To make machine learning projects, we need to setup following in vs code
Jupyter environment
Virtual environment
Python and it's libraries installation
Version control integration (Git and GitHub)
Step 1 : Create a Virtual environment
Open VS code
Create and select a folder where all your projects will be available.
Let's assume folder structure
- Machine_learning_series folder → Projects folder
“Projects” folder includes, Datasets (csv, excel, json files), file_name.ipynb files, and venv
In vs code, click on top left “Terminal” option, and then “New terminal”
It will open a new terminal window
To create a virtual environment having name “.venv”, type “python3 -m venv .venv”
To activate virtual environment, type “source .venv/bin/activate”
To check which python version is installed in your virtual environment, type “python - -version”
To check location of above installed python, type “which python”
To check what pip packages are installed already, type “pip list”, it will list 2 packages : pip , setuptools
To upgrade pip, type “pip install - -upgrade pip”
Again, check “pip list”
Step 2 : Setup ipynb kernel
Create an file_name.ipynb file, let's matches.ipynb
On top right, click “Select kernel”
Choose “Python Environments”
Then, “+Create Python Environment”
Then, “Enter interpreter path”
Then,”Find”
It will open the location of folder (here ,Projects folder), Right-click mouse and choose “Show hidden files”, then choose “.venv” folder
When you open “.venv” folder, you find “bin” folder there, open it , and select “python3.11” or whatever latest python version available, and then “Select interpreter” option.

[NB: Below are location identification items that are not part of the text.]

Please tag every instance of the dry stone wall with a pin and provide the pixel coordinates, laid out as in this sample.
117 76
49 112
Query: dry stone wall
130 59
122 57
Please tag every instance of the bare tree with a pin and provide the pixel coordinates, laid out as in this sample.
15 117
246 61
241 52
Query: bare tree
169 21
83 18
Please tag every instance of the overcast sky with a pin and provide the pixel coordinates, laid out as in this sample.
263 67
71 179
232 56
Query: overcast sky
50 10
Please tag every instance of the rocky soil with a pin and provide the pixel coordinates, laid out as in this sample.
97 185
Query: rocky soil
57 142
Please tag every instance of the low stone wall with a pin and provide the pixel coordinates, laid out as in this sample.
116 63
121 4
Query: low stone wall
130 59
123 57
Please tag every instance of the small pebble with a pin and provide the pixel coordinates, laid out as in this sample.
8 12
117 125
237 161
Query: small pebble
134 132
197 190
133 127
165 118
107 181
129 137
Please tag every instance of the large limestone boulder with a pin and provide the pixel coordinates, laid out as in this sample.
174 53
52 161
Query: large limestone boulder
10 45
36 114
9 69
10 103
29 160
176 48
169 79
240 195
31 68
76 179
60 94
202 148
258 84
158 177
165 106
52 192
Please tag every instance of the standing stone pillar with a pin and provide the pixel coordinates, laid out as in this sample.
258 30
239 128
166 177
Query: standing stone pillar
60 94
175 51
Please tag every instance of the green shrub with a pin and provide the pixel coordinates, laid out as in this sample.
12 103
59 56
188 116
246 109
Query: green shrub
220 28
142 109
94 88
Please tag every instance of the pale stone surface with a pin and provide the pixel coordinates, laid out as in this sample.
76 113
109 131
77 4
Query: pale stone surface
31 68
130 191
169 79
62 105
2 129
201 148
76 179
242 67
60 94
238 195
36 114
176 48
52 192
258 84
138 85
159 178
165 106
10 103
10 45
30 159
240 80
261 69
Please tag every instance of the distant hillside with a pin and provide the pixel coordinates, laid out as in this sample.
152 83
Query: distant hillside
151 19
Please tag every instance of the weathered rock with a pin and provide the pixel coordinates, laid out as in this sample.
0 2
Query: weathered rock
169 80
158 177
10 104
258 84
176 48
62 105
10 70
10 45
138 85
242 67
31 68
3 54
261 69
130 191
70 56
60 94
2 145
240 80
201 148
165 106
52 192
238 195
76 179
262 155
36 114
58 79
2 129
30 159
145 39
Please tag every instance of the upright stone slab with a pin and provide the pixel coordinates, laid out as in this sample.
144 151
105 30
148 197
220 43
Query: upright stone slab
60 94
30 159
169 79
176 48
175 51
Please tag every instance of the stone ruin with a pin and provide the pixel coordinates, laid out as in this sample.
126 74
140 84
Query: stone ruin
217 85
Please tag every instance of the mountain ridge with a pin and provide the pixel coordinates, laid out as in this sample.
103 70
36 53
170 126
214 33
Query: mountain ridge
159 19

Now, vs code will automatically download “ipykernel” package, and select the .venv kernel
We don't need to download , jupyter lab or jupyter notebook separately, just download following extensions
Step 3 : Download extensions
In extensions tab of VS code, install following extensions :
Python
Jupyter
GitHub copilot
Step 4 : Download Python libraries
We need to download python libraries like pandas, numpy, matplotlib, etc to perform EDA on datasets.

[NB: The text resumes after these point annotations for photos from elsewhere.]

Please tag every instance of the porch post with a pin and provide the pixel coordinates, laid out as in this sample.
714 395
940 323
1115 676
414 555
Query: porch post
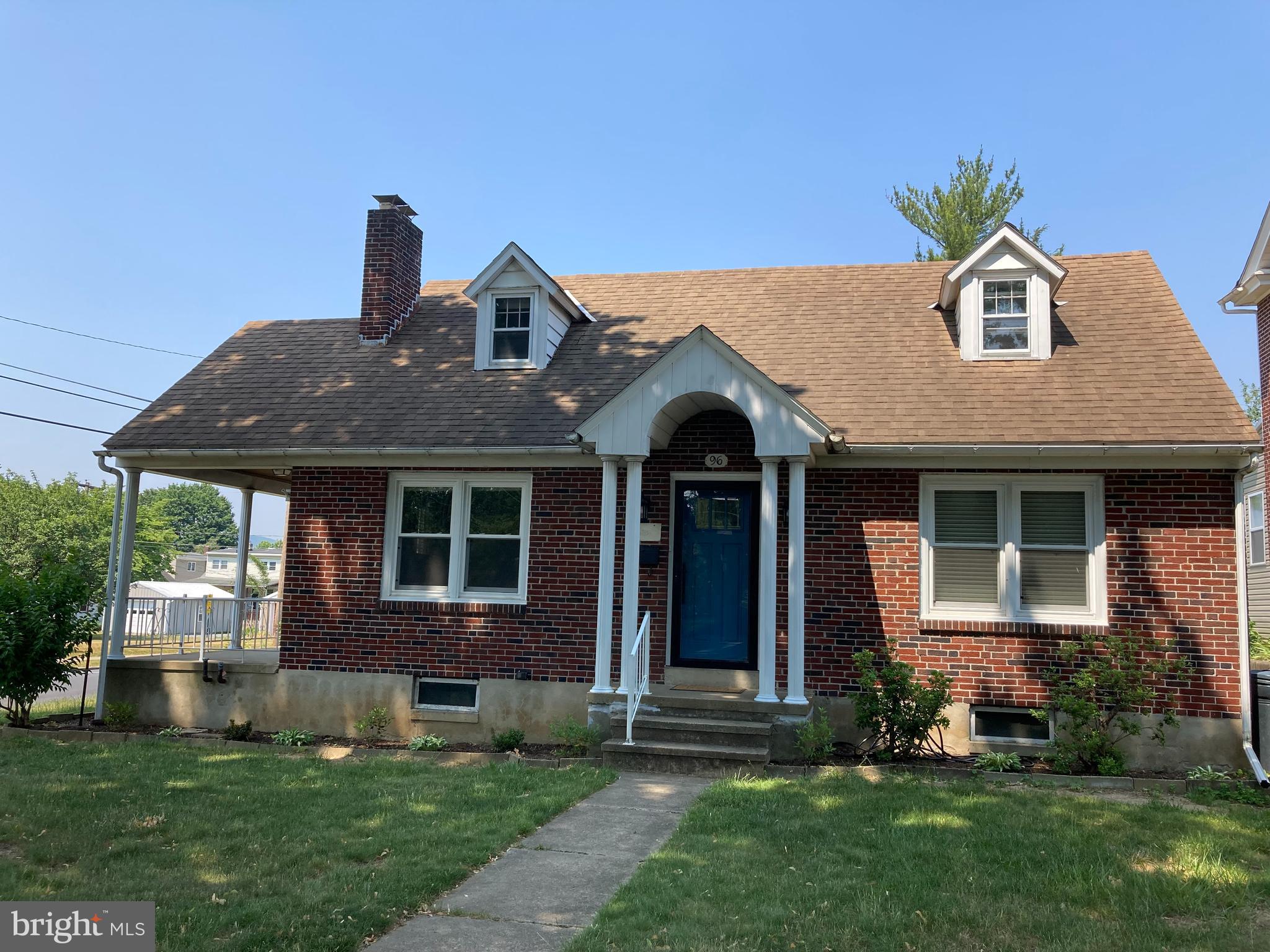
123 579
630 566
605 602
241 575
794 667
768 582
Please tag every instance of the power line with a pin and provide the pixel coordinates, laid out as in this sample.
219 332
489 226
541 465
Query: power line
70 392
76 382
107 340
55 423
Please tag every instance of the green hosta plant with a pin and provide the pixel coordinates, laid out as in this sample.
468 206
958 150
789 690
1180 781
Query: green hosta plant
374 725
898 712
814 739
575 739
507 741
429 742
998 762
294 738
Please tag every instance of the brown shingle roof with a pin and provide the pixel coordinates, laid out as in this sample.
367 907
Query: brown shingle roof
856 345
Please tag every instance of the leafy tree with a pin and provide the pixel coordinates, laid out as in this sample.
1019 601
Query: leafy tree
1103 689
1251 394
66 523
197 512
42 624
963 215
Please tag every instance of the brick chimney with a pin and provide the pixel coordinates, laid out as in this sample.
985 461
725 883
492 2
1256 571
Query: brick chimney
394 259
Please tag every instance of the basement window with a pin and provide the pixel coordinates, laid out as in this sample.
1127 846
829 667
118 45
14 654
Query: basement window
446 695
1009 725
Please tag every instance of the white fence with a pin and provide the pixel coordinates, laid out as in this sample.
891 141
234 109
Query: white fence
166 626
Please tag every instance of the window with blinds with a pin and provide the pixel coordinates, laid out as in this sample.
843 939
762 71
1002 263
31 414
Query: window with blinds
1024 549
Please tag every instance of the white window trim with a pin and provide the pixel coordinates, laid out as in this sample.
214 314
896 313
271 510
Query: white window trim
1009 526
458 708
486 330
461 484
993 739
1248 506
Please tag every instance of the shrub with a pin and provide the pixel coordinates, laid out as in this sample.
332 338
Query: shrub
429 742
374 724
507 741
42 625
814 739
998 762
121 715
1101 690
238 731
575 739
898 711
294 738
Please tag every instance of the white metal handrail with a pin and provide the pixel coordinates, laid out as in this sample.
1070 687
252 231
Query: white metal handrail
637 678
164 626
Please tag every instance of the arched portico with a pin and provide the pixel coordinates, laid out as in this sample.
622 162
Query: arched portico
701 372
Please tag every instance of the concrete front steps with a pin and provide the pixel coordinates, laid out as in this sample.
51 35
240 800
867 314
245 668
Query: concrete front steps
696 733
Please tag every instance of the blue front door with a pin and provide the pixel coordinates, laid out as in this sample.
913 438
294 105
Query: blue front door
716 611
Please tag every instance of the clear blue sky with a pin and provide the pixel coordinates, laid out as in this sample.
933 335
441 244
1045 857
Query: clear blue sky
173 170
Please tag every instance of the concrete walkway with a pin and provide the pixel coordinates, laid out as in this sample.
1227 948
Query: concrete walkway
548 888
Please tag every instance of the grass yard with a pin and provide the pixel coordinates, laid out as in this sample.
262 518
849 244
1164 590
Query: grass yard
252 851
841 863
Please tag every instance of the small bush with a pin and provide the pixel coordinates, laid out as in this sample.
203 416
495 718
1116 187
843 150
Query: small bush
1101 690
998 762
121 715
507 741
814 739
575 739
374 725
898 711
294 738
429 742
238 731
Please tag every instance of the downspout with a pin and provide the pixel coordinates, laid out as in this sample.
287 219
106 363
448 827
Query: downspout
110 587
1245 660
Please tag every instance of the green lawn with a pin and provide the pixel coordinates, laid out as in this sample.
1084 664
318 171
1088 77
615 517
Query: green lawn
841 863
253 851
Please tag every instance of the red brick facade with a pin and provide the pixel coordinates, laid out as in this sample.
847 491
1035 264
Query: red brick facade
1170 571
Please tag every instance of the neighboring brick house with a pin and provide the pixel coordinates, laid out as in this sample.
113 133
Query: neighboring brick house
493 484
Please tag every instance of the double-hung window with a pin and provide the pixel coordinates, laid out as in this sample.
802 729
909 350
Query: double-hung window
1005 315
1256 507
1020 549
513 319
458 537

In VS code , open “Terminal”(Top left), “New terminal”
And type following commands
pip install ipykernel ipython
pip install <package_name> like pip install pandas numpy matplotlib
Remember, activate the .venv before typing above commands
To deactivate the vene, type “deactivate”
Step 5 : Version control setup
To setup version control like Git, in VS code, we need to
Open “Accounts”(Bottom left icon), and “sign-in” with GitHub account username and email password.
“Initialize Repository” in folder, here we have “Projects” folder opened.
In “source control” tab, we can stage our files, commit and push to “clone”d repo
Important point “Open .gitignore file” and type below statements
.venv/
.ipynb_checkpoints/
These are to avoid pushing the virtual environment to version control.
Now, our VS Code is set up for machine learning projects.